A Ruse on Easter from Darwin’s lapdog

Greg Clarke compares Michael Ruse with other more outspoken atheists.

Professor Michael Ruse is probably the lightest-hearted atheist I’ve had the privilege to meet. Less anguished than a Christopher Hitchens (‘God is not Great – How Religion Poisons Everything’) and less angry than a Richard Dawkins (‘The God Delusion’), Ruse comes across as a cheeky, self-confident, intelligent and life-affirming grandfather figure—a delightful combination of qualities. A strong advocate of Darwinian evolution, he is but a gentle critic of religion and indeed has a lot of time for Christians: “Very decent, caring human beings”, he says. Far from Darwin’s bulldog, he’s more like Darwin’s lapdog, happily acknowledging the strokes and attentions of religious types rather than barking and trying to bite their arms off.

Ruse is baffled by the unwillingness of a Richard Dawkins-style atheist to admit that Christians often have interesting arguments and legitimate evidence for the views they hold. Ruse himself freely acknowledges that Christianity has brought more good than harm into the world. He’s not a Christian himself, but he dislikes the dismissive and belittling tone of attack used by some of his atheistic colleagues. “Christians have got some grown up responses to these sorts of things,” says Ruse.

We interviewed him in the CPX studio during his visit to Sydney where he had just spoken on the future of Darwinism as part of the University of Sydney’s Ideas Lecture Series. His first comment when he arrived in our North Sydney office was, “This isn’t a Christian organization—I can’t see any nylon shirts!”
Fashion sense aside, Ruse is willing to give Christian thought a chance to defend itself, and has carefully examined the history of Christian theology and philosophy. He grew up as a Quaker but his Christian beliefs “faded away’, just like his love of “stamp-collecting and baked beans”. I guess that’s not the most philosophically acute critique of Christianity, but more tellingly he identifies his view of God with a bitter Presbyterian school Headmaster. He describes himself (in Thomas Huxley’s words) as “deeply religious in the absence of theology”.

Ruse freely acknowledges that Christianity has brought more good than harm into the world

Ruse’s main interest, which he has explored in careful and entertaining books such as Can a Darwinian Be a Christian? and his latest, Evolution: The First Four Billion Years, is the compatibility or otherwise of the Christian worldview with scientific discoveries. He disagrees with Dawkins, happily acknowledging that there is a valid Christian viewpoint which holds together belief in a Creator God with an understanding of evolutionary processes. Whereas Dawkins seems to think that Christians ‘fudge’ this, Ruse has described Darwinism as “the bastard child of Christianity”, obsessed with stories of origins, of human nature and of moral purpose. “Darwinism is a challenge to the Christian, but not necessarily a refutation,” he says. “It’s something the Christian must use to come to a more articulated faith”.

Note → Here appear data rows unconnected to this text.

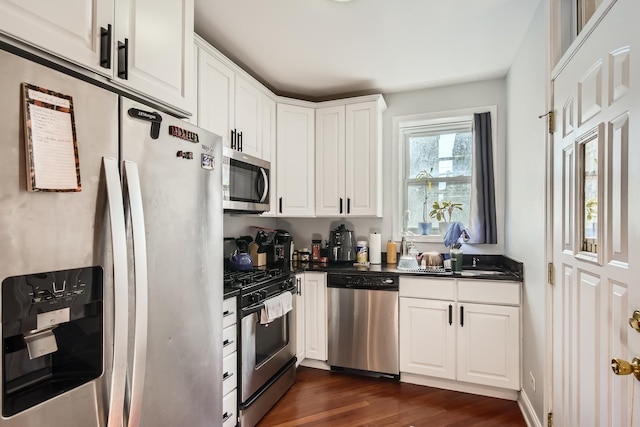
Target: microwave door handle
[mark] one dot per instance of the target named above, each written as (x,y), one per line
(265,179)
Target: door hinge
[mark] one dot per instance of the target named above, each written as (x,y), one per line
(551,120)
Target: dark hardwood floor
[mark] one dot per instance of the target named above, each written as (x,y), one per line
(322,398)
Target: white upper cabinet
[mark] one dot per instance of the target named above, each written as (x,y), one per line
(349,158)
(70,29)
(295,161)
(330,161)
(248,117)
(153,48)
(216,84)
(233,106)
(143,45)
(269,148)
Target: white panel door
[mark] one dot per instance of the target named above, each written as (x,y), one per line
(67,28)
(363,160)
(428,337)
(489,345)
(300,318)
(159,42)
(216,84)
(330,161)
(596,253)
(295,157)
(248,116)
(315,300)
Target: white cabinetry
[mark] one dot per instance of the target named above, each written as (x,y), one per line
(143,45)
(315,315)
(229,362)
(230,104)
(300,317)
(463,330)
(349,157)
(311,316)
(295,160)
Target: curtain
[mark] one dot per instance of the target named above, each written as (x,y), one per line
(482,222)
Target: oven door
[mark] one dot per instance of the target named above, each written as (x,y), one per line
(265,349)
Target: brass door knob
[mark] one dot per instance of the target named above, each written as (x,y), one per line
(622,367)
(634,321)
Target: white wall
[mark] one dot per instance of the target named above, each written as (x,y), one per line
(526,196)
(483,93)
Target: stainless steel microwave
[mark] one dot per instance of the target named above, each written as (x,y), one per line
(245,182)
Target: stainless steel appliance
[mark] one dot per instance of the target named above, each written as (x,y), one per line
(245,182)
(342,245)
(267,351)
(132,265)
(363,323)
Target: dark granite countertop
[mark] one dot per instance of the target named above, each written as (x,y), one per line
(488,267)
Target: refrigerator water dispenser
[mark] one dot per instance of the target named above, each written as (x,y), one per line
(52,335)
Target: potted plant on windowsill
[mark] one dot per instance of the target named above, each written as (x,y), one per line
(425,225)
(442,212)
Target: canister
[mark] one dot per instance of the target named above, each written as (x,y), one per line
(362,251)
(392,252)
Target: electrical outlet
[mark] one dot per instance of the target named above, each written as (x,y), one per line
(532,381)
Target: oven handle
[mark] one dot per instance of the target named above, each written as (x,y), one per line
(246,311)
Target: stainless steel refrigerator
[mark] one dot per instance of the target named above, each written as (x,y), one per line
(128,271)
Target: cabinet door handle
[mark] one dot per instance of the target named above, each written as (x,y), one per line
(105,47)
(123,59)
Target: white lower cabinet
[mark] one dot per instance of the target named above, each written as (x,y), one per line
(311,319)
(462,330)
(229,362)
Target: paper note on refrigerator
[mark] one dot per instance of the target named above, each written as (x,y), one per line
(51,148)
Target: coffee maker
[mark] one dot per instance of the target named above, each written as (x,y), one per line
(342,245)
(283,242)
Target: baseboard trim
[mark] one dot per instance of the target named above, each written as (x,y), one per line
(459,386)
(318,364)
(527,410)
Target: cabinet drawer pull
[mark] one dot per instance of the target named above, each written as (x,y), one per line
(105,47)
(123,59)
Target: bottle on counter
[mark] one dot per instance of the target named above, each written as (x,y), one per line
(392,252)
(362,251)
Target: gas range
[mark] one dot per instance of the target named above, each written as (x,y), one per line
(258,285)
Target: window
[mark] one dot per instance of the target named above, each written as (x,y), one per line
(445,151)
(442,143)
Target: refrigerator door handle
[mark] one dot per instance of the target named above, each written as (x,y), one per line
(120,293)
(134,203)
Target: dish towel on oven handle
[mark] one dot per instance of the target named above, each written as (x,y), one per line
(276,307)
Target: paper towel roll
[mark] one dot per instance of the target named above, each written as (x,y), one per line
(375,247)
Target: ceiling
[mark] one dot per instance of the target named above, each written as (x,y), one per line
(323,49)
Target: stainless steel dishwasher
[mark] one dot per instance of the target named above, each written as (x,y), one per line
(363,323)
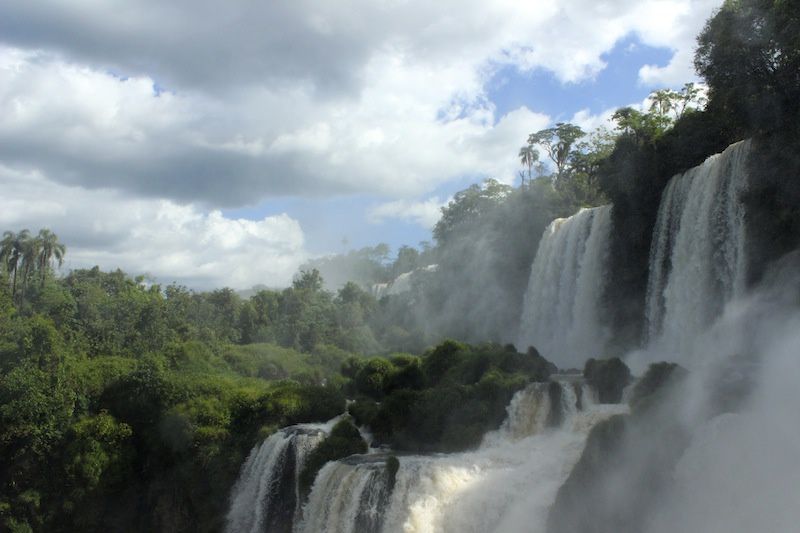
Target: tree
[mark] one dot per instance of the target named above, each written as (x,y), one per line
(12,249)
(30,259)
(749,53)
(49,249)
(528,156)
(557,143)
(469,205)
(308,280)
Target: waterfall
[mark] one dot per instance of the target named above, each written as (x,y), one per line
(266,497)
(509,483)
(562,307)
(697,257)
(348,496)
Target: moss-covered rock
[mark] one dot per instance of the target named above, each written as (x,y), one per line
(608,377)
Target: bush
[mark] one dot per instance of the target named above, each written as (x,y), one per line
(343,441)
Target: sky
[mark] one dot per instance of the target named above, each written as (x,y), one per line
(225,143)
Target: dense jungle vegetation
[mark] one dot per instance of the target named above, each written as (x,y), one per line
(127,405)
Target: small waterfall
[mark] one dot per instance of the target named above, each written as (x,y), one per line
(562,308)
(348,496)
(509,483)
(697,258)
(266,497)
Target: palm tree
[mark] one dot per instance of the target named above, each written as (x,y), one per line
(30,259)
(11,252)
(528,155)
(49,248)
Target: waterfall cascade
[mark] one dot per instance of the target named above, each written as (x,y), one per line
(349,496)
(562,308)
(266,497)
(697,264)
(697,257)
(506,485)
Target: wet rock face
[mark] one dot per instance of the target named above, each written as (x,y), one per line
(608,377)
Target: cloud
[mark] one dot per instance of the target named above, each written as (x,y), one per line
(160,238)
(425,213)
(228,106)
(686,22)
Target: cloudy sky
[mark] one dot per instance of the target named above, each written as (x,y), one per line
(224,143)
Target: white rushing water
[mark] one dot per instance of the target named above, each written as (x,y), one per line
(562,309)
(698,255)
(507,485)
(266,496)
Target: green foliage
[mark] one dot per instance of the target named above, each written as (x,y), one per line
(469,207)
(749,53)
(373,377)
(463,393)
(343,441)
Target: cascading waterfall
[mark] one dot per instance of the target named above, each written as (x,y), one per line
(266,497)
(507,485)
(697,258)
(349,496)
(562,308)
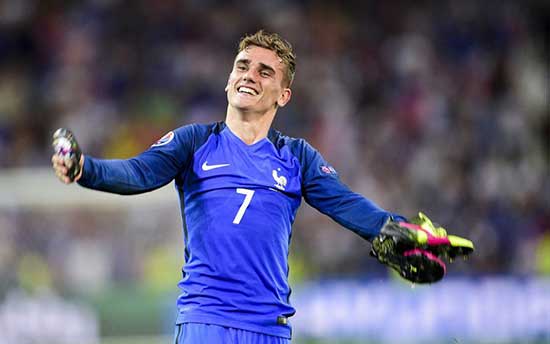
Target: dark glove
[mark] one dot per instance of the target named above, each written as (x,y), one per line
(416,250)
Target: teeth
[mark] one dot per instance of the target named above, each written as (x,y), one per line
(247,90)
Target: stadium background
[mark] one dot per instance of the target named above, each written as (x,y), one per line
(433,106)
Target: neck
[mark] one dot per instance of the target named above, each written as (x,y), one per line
(249,127)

“Science asks one sort of question; religion asks another sort of question”, says Ruse. So what does science do with the central claim of Christianity, the one that arises every Easter: the death of Jesus for the sins of the world and his reported return from the grave? Does Ruse’s science preclude him from accepting this claim?

“I’m a non-believer, not because of science, but I guess because I just don’t have faith,” says Ruse in the publicchristianity.org interviews. “I just don’t have that inner conviction. My whole being isn’t flooded with the belief that Jesus died for my sins.”

Darwinism is a challenge to the Christian but not necessarily a refutation

Ruse finds it personally difficult to reconcile belief in a good God with the suffering and evil he sees in the world, but he acknowledges that Christians genuinely struggle with this issue. “I do find the problem of evil a very strong one, but I can well imagine saying ‘Nevertheless, I know that my Redeemer liveth and perhaps ultimately it is all a mystery’. I don’t think that’s a stupid position to take.”

With that admission, Ruse brings the question of belief into focus. Very few people seem to become atheists because of science. Some do—famously Richard Dawkins, for whom Darwin provided, in the theory of evolution, a satisfying way in which to explain the world without reference to God. But Ruse suspects Dawkins was driven by the desire to find just such an explanation—it is the inner, personal struggle that leads the quest.

Ruse’s forthcoming book, he told me, is about “making room for faith in an age of science”, a welcome reprieve from the Christian-bashing of recent years, and in my view an approach more likely to win friends not only in the churches but also in most science faculties and laboratories.

This article first appeared on ABC online opinion on Thursday April 9, 2009.

Dr Greg Clarke is co-director of the Centre for Public Christianity and Honorary Associate of the Department of Ancient History, Macquarie University.